Skills

AgentsSkills

An agent with tools but no guidance does the minimum: one quick search, then a hedged guess. A skill fixes that: a written method the agent can read, like a manual you look up when the situation calls for it. Attach one, and the same run follows the procedure: every claim sourced, every gap flagged.

What you will learn

A skill is a written method

Markdown with a name, a description of when it applies, and the steps: a repeatable procedure, not a saved prompt.

Loaded on demand, mid-run

Only the skill's name and description sit in the agent's context. The full method loads like a tool call, exactly when the agent decides it's relevant, no context crowding.

The effect on behavior

The same question, same tools: without the skill, a vague unsourced guess; with it, three targeted queries and an answer where every claim carries its source.

Every integration ships skills

You don't have to write them, integrations come with ready, battle-tested skills, and you can add your own to share across the workspace.

Here is the agent from the video with the skill attached:

The same run, with and without the skill

The video runs the same lead-qualification task twice. Without a skill, the agent searches once and guesses: "probably Series B, maybe a hundred people." With Exa's answer-with-citations skill attached, it loads the method mid-run, turns each claim into a specific factual question, pulls a sourced answer for every one, and returns a verdict where each figure carries its citation.

Why not just a longer prompt?

Skills keep procedure out of the prompt. Only the name and one-line description stay in view; the full method loads only when the agent judges it relevant: so you can attach many skills without bloating context, and the agent picks the right manual for the moment.

Ready to use

Adding a skill is the same motion as adding a tool: pick it in the block's Skills section and it shows on the block. Integrations ship curated skills out of the box, and skills you write are shared across your workspace.

Common Questions

A system prompt is always in the model's context.

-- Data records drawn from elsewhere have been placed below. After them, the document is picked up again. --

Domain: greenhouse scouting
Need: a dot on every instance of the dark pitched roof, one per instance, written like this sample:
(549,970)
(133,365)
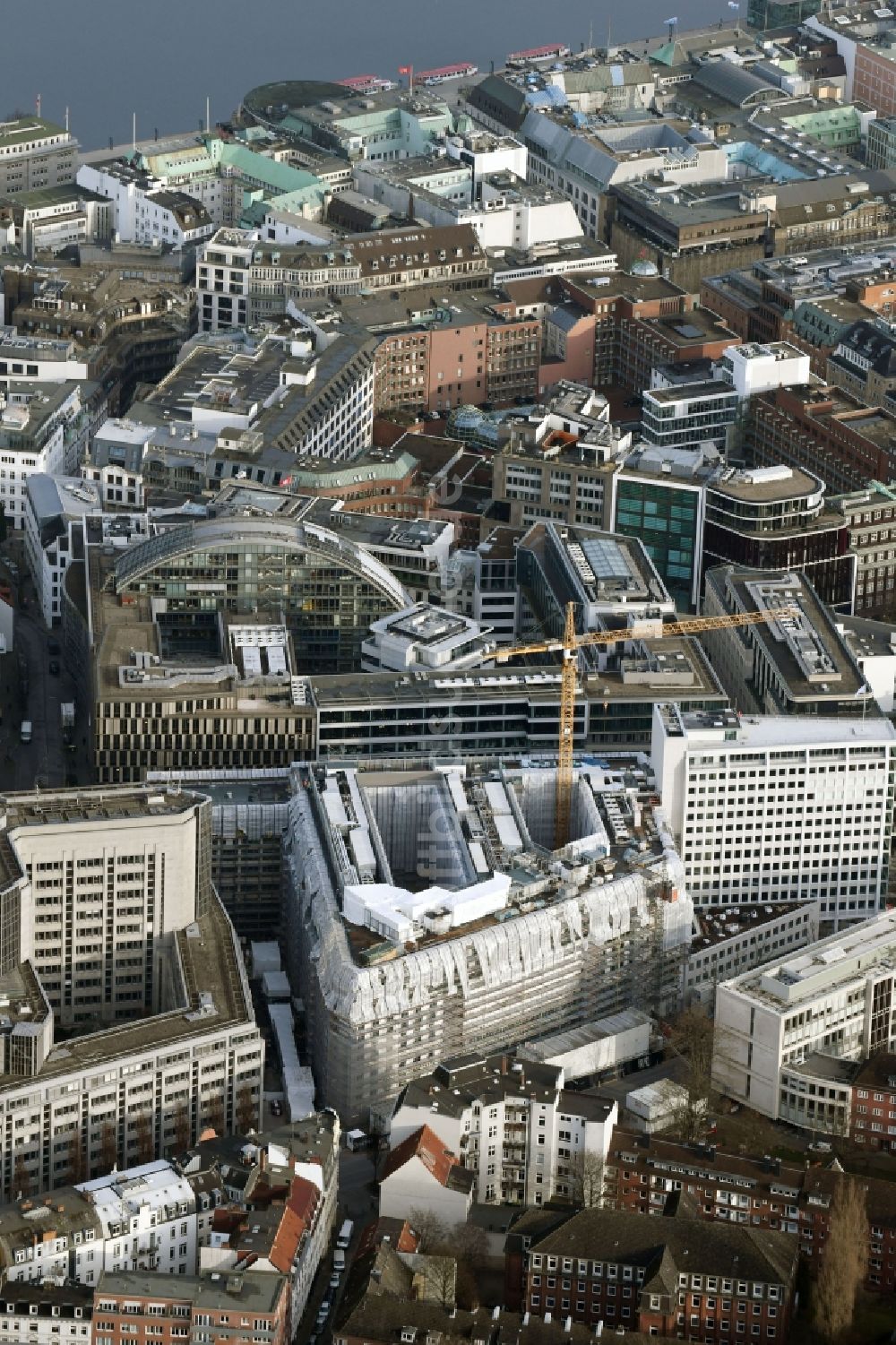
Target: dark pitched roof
(696,1245)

A skill keeps only its name and one-line description in view, and the full method loads on demand when the agent judges it relevant, so you can attach many without crowding the context window.
A tool is something the agent can do, like run a search. A skill is written knowledge about how to do something well, like a research procedure. Agents typically use them together: the skill directs how the tools get used.
No. Sim integrations ship with curated skills out of the box. Skills you write yourself are shared across your workspace, so a method one agent learned to use is available to all of them.
Markdown: a name, a description of when it applies, and the steps of the method. If you can write a runbook, you can write a skill.